I thought it appropriate on April 15 to post this diatribe from T. Coleman Andrews, who is a former commissioner of the IRS:
(I ripped this off from Neal Boortz's site. Boortz is a huge pusher of the FairTax plan, and has just finished a book with John Linder (R) Georgia on the subject.)
"Congress went beyond merely enacting an income tax law and repealed Article IV of the Bill of Rights, by empowering the tax collector to do the very things from which that article says we were to be secure. It opened up our homes, our papers and our effects to the prying eyes of government agents and set the stage for searches of our books and vaults and for inquiries into our private affairs whenever the tax men might decide, even though there might not be any justification beyond mere cynical suspicion.
The income tax is bad because it has robbed you and me of the guarantee of privacy and the respect for our property that were given to us in Article IV of the Bill of Rights. This invasion is absolute and complete as far as the amount of tax that can be assessed is concerned. Please remember that under the Sixteenth Amendment, Congress can take 100% of our income anytime it wants to. As a matter of fact, right now it is imposing a tax as high as 91%. This is downright confiscation and cannot be defended on any other grounds.
The income tax is bad because it was conceived in class hatred, is an instrument of vengeance and plays right into the hands of the communists. It employs the vicious communist principle of taking from each according to his accumulation of the fruits of his labor and giving to others according to their needs, regardless of whether those needs are the result of indolence or lack of pride, self-respect, personal dignity or other attributes of men.

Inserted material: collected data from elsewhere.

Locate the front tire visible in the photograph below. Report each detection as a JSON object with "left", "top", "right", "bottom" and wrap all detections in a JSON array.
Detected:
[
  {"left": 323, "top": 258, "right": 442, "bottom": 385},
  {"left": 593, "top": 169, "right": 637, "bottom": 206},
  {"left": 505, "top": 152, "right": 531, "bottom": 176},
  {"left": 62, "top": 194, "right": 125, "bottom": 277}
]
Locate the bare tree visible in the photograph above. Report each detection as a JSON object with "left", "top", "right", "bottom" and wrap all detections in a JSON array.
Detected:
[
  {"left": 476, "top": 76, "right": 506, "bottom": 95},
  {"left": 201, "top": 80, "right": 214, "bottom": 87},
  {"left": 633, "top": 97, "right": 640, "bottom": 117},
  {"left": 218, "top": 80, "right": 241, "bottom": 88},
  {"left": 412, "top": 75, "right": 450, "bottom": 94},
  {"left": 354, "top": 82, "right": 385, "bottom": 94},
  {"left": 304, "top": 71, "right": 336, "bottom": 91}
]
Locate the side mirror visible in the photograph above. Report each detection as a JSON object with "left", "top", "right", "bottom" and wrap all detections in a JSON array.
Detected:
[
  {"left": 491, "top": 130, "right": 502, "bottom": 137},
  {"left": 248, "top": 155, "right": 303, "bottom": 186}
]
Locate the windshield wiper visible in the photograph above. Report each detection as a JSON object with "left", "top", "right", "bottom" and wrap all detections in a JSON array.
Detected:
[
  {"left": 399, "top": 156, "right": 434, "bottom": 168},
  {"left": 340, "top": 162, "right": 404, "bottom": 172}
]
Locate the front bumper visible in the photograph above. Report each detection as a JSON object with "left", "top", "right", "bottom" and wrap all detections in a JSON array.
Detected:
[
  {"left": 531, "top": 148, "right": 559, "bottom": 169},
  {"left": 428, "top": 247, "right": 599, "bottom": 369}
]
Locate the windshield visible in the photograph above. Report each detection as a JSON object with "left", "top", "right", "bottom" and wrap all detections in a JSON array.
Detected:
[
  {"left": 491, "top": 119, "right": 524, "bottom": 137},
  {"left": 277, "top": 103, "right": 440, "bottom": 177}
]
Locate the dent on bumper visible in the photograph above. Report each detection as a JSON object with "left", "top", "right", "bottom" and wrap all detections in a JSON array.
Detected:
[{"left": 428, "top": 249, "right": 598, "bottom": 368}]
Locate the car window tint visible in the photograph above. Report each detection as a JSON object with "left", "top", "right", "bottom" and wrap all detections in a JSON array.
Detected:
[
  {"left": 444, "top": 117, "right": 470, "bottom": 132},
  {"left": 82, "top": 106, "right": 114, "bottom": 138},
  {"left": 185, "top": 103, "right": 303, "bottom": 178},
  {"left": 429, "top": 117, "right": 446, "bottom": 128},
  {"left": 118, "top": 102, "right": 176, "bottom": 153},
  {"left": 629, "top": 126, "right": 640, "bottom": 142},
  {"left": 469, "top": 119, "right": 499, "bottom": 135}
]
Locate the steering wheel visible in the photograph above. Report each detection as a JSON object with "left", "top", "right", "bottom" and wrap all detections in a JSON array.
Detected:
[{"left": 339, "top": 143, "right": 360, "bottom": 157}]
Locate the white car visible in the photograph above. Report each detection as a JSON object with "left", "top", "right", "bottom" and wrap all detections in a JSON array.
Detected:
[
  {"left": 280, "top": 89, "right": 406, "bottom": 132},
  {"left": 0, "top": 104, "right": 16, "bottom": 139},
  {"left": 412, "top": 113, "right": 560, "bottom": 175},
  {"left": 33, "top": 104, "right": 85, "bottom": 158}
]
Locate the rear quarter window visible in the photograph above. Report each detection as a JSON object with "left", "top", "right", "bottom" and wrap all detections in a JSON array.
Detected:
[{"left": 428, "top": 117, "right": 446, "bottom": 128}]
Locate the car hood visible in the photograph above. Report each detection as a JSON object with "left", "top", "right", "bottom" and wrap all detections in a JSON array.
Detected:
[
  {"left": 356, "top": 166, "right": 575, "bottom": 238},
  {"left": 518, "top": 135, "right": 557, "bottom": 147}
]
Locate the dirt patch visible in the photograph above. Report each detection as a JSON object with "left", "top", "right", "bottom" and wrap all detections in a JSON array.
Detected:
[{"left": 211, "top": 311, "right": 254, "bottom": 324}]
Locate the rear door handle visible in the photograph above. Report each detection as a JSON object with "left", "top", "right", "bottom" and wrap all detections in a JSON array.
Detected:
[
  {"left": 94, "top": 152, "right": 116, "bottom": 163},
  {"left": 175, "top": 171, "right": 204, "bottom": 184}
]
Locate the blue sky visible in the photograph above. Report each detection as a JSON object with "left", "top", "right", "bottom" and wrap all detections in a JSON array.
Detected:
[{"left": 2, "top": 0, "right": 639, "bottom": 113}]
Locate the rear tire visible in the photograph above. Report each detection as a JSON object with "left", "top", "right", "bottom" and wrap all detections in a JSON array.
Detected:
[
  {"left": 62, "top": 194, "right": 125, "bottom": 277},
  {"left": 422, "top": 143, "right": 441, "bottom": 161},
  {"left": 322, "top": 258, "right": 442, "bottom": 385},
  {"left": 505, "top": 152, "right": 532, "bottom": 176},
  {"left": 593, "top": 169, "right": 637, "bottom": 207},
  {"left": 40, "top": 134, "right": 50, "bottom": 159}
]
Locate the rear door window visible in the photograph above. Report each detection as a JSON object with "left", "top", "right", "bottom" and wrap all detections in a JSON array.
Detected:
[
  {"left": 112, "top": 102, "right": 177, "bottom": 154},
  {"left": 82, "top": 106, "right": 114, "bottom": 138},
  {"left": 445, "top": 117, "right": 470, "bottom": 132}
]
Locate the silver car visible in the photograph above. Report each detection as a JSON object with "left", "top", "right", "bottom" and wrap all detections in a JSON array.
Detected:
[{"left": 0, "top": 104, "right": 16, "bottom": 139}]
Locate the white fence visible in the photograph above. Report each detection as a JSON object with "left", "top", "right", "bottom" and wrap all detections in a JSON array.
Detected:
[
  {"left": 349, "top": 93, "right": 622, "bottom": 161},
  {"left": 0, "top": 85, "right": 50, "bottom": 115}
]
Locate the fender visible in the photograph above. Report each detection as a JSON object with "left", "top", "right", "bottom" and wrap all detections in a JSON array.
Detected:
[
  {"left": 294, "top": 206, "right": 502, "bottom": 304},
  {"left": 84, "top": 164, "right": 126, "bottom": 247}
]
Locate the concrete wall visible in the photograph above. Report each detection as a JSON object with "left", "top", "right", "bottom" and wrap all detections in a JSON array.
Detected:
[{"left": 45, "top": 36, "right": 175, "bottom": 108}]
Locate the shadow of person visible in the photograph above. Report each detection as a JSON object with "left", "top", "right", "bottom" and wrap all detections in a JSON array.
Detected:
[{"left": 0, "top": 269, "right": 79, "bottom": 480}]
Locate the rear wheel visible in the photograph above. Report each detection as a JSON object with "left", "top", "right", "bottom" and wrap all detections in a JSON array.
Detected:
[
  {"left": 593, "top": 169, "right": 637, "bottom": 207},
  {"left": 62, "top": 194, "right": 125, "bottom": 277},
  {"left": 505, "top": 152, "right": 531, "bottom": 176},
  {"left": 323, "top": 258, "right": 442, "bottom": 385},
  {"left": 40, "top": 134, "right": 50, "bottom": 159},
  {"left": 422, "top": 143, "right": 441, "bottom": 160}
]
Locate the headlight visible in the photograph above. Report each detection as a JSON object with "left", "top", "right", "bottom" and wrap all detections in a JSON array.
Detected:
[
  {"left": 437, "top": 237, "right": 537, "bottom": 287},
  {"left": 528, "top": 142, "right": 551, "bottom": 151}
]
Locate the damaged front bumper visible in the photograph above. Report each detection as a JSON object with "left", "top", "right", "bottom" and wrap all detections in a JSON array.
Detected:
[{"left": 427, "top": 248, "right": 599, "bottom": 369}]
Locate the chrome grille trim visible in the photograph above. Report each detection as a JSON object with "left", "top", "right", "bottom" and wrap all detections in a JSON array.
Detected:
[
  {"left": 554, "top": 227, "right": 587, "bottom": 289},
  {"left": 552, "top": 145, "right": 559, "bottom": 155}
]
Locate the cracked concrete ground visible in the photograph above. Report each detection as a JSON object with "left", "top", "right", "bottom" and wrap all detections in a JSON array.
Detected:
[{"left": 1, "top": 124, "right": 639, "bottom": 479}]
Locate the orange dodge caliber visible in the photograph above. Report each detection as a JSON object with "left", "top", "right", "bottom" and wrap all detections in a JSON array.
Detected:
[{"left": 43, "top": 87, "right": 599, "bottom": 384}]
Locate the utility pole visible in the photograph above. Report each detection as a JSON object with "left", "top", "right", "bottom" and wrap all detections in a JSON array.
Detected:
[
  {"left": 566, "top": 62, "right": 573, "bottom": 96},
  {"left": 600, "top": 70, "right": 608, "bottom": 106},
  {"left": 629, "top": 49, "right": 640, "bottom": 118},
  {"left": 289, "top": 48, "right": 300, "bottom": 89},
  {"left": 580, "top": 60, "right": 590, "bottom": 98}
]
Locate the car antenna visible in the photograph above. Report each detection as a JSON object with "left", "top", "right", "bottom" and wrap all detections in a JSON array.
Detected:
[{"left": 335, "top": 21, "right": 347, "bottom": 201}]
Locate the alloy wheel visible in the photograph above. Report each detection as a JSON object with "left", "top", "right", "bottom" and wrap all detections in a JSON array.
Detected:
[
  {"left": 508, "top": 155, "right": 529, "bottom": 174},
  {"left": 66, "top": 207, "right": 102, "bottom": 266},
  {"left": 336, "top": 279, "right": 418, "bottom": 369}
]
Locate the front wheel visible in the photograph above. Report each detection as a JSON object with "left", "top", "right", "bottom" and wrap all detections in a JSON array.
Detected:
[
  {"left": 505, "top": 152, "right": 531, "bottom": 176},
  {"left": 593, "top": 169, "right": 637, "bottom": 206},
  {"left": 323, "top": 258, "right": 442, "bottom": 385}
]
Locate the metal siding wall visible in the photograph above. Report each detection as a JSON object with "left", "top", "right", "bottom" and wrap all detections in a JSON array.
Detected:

The income tax is fulfilling the Marxist prophecy that the surest way to destroy a capitalist society is by steeply graduated taxes on income and heavy levies upon the estates of people when they die.
As matters now stand, if our children make the most of their capabilities and training, they will have to give most of it to the tax collector and so become slaves of the government. People cannot pull themselves up by the bootstraps anymore because the tax collector gets the boots and the straps as well.
The income tax is bad because it is oppressive to all and discriminates particularly against those people who prove themselves most adept at keeping the wheels of business turning and creating maximum employment and a high standard of living for their fellow men.
I believe that a better way to raise revenue not only can be found but must be found because I am convinced that the present system is leading us right back to the very tyranny from which those, who established this land of freedom, risked their lives, their fortunes and their sacred honor to forever free themselves..."
T. Coleman Andrews. Andrews Commissioner of the Internal Revenue Service for three years, from 1953 until 1955.